A story about what makes a home, and how little some places deserve that name.
Excerpt:
A magpie’s liquid song seeped into Mary’s head. It was a message of pure joy, lifted into the air, for any who cared to listen. Or, perhaps, it was sung for no one, for the magpie alone. But Mary received it. And the sweet notes drove behind her eyelids and pierced her with pain… She drew in a scraping rasp of air and slowly raised herself up, willing her body to work. She must clean her face. But somewhere between corner and sink, somewhere on that small knee-dragging journey, she was hit by the sudden certainty that she no longer knew this place.

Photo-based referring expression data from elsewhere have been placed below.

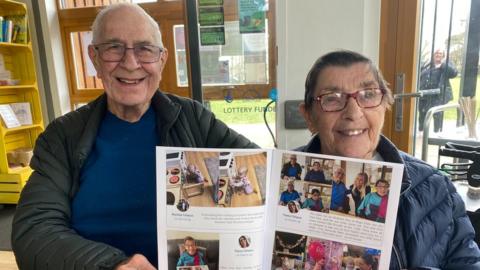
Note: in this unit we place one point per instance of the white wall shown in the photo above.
(308, 29)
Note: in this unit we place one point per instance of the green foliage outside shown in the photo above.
(243, 111)
(455, 82)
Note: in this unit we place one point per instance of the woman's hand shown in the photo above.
(136, 262)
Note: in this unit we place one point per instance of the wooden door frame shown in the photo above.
(399, 35)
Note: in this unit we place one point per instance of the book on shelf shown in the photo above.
(22, 112)
(19, 29)
(1, 28)
(8, 116)
(7, 30)
(244, 211)
(14, 29)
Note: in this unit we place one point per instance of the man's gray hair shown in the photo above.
(97, 26)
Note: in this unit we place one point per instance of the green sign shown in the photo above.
(212, 36)
(203, 3)
(210, 16)
(251, 14)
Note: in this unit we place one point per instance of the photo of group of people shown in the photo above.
(294, 251)
(335, 186)
(209, 179)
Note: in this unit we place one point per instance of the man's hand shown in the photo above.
(136, 262)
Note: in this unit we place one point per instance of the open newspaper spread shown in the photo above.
(273, 209)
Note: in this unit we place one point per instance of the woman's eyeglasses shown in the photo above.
(337, 101)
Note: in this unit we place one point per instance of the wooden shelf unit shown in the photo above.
(19, 60)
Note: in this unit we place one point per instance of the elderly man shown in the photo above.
(90, 202)
(436, 74)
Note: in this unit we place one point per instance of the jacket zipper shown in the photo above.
(399, 261)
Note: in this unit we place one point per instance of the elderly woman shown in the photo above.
(345, 102)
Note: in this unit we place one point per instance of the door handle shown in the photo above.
(421, 93)
(400, 95)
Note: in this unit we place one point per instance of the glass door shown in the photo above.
(447, 77)
(236, 40)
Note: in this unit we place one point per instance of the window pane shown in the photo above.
(447, 49)
(96, 3)
(242, 60)
(85, 73)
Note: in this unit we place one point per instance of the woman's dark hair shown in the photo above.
(365, 177)
(244, 238)
(370, 260)
(342, 58)
(382, 181)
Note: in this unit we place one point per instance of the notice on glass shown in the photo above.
(212, 36)
(273, 209)
(251, 14)
(210, 16)
(210, 3)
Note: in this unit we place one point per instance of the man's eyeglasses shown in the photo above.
(114, 52)
(336, 101)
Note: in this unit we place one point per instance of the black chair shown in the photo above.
(468, 169)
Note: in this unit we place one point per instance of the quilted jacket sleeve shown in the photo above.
(462, 251)
(42, 237)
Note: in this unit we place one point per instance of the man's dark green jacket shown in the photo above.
(42, 237)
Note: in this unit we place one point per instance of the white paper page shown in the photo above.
(300, 238)
(223, 210)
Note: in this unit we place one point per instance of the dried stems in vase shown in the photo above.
(469, 105)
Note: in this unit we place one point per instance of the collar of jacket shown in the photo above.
(166, 112)
(385, 148)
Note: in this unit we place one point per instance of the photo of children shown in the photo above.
(288, 251)
(289, 193)
(209, 179)
(293, 251)
(314, 202)
(374, 205)
(192, 250)
(244, 175)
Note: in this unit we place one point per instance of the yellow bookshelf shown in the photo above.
(19, 60)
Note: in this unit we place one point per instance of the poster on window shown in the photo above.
(251, 16)
(210, 16)
(212, 36)
(203, 3)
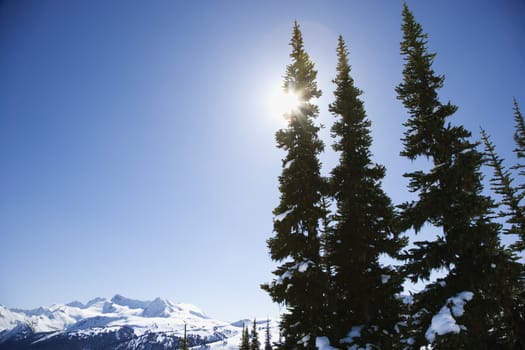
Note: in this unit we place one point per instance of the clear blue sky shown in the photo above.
(137, 151)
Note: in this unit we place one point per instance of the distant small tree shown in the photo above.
(254, 343)
(245, 339)
(184, 345)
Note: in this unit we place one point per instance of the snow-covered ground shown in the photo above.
(159, 316)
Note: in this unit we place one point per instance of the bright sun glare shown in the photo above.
(283, 103)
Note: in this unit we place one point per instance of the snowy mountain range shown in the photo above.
(119, 323)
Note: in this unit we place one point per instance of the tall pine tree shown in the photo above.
(268, 338)
(245, 338)
(362, 291)
(300, 279)
(477, 290)
(254, 342)
(502, 184)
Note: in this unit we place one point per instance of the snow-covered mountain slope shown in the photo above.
(118, 323)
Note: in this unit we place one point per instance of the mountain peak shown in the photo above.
(131, 303)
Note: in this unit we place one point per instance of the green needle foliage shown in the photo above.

She lurched then to the hall, to her bedroom, and dragged a small brown case from under her bed—the case her mother had brought with her from the country when she had first met Mick Collins and fallen in love—and went to the chest of drawers standing forlorn beneath the window. Bringing the contents of the top drawers in armfuls to the bed, she began throwing undergarments in the case. Added a blouse. Two. Cast one aside. Hobbled back to the drawers and wrenched open the bottom one. Found a dress, a woollen skirt, stockings, darned at the heels. A jumper her mother had made her one winter. Her fingers trailed over it, lost for a moment in indecision. Then she swept that up too. And there, under all the rest, lay the bear.
Dusty. Worn. Blue.
A memory assailed her. Rocked her clear off the floor, so that she was sitting sagging against the drawer. She saw herself at six, maybe seven, clutching an ear, rubbing the nose, her father’s great hand clasping hers. And when she held the bear to her chest, she saw, too, his teeth, white as the heat-streaked sky, laughing down at her.
She lay the bear on top of the clothes in the case, a talisman against the darkness. Then she closed the clasps and walked out. She did not look back. The magpie was rippling his song into her head again. She followed the notes out into the sun.